In the world of SaaS products, we as businesses are asked to share many things. Infrastructure, networks, servers, the same running services, service desks and Professional Services consultants. We understand that the service we use is also used by many other companies and that gives us a great product for a lot less than the cost of building it ourselves. There are however a few things that we should be very certain that we don’t share, some things should be ours and ours alone, never to be shared and never to be seen by another business.
If you ask no other question of a potential SaaS vendor, ask the following one, it will tell us how seriously you consider the sanctity of your business’s key assets. The question is this. “Is my data, for my company in an isolated database, or is it in a database shared by other clients?”
Many SaaS vendors, particularly those which I class as Enthusiastic Amateurs use a multi-tenancy arrangement known as Logical Partitioning. This means they keep the data for every client in the same database and separate them logically by adding a customer identifier to every single record. The programmers then have to ensure that every call that is made to the database separates the records, and only returns those that apply to the specific business.
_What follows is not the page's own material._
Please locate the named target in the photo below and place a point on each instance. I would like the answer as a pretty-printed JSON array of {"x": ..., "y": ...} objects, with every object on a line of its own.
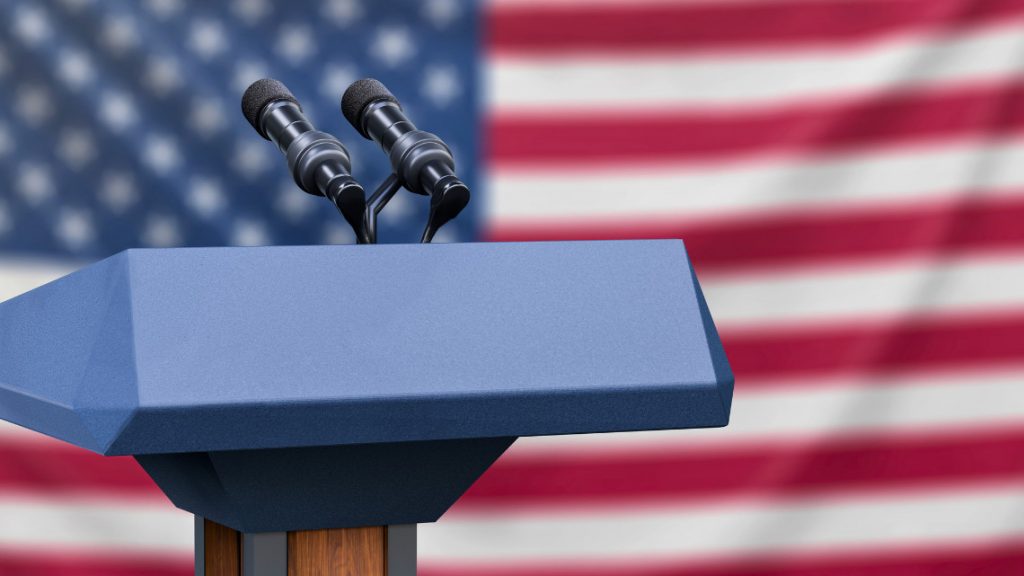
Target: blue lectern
[{"x": 282, "y": 393}]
Ask yourself, “What could go wrong with this?”.
The answer is that in practice, many things can go wrong. Programming errors can easily create what is known as a data bleed, one business being able to see the records from another business, mainly through reporting tools and other self-service features. For a malicious actor, having access to one business means that you have access to every business, and you just have to work out ways around whatever programming style has been used to get access to anyone’s data.
It is also operationally impossible to tune the performance of a single business, to recover the data of a single business without impacting the entire population of customers. This significantly increases the risk to your business. Here is where sharing that toothbrush with an unknown number of strangers is potentially a health hazard.
The correct way to handle multi-tenancy is of course to give every customer their own isolated database. In this environment, there is no possibility of a data bleed and the operational issues are minimised to a single tenant. Unfortunately, the ability to handle fast schema switching, and maintain the scalability of the application is beyond the technological skills of most of the smaller, more traditional vendors. So instead of giving you your own, hygienically sealed and brand new toothbrush/database, they ask you to share the common one and trust that nothing goes wrong.
Ask your vendors THE question, and put your mind at rest.